"Dick," called Tom, "take all of my gang except Harry. He and
I will lay the floor."
Reade and Hazelton thereupon began to carry in two-by-four timbers and lay them where they wanted them on the ground inside the tent. Next they nailed boards across. They had bought all of this timber in Gridley secondhand at a bargain.
"Dave, you and Dan can start the furnace, while Greg and I unpack supplies," suggested Prescott.
Thereupon Darrin and Danny Grin started in to move a small pile of bricks. Next a tub of mixed mortar was carried to the level spot decided upon as the place whereon to erect the "furnace."

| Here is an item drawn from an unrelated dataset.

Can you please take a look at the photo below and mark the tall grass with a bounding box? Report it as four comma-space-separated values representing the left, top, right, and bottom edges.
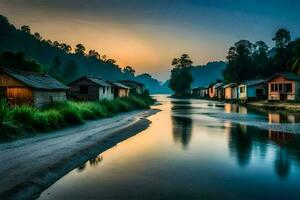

It was not much of a stove that Dave and Dan built, yet it was fitted and destined for the preparing of many a meal in record time. First of all, Dave marked off the space to be used. Four parallel lines of bricks, each line five bricks long, were laid on the ground. Dave, with a two-foot rule, measured a distance of sixteen inches between each row. Then began some amateur brick-laying. It was not perfectly done, by any means, yet these four parallel walls of brick that were presently up afforded three "stoves" lying side by side. As soon as the mortar was reasonably dried—-and fire would help—-grates and pieces of sheet iron could be laid across the tops of the walls over the three fires. It was one of the simplest and most effective cooking devices that such a camp could have. There was even a gas-stove oven, an old one, furnished by Dick's mother.
"It makes me hungry to look at the stove," declared Danny Grin.
"It's four o'clock now, so you'll have two hours more to wait," smiled Dick, as he glanced at his watch.
Out of packing cases and some odds and ends of lumber Dick and
Greg had constructed some very fair cupboards, with doors.
"Oh, if we only had ice for use in this hot weather!" sighed Greg.
"But we haven't," returned Dick, "so what's the use of thinking of it."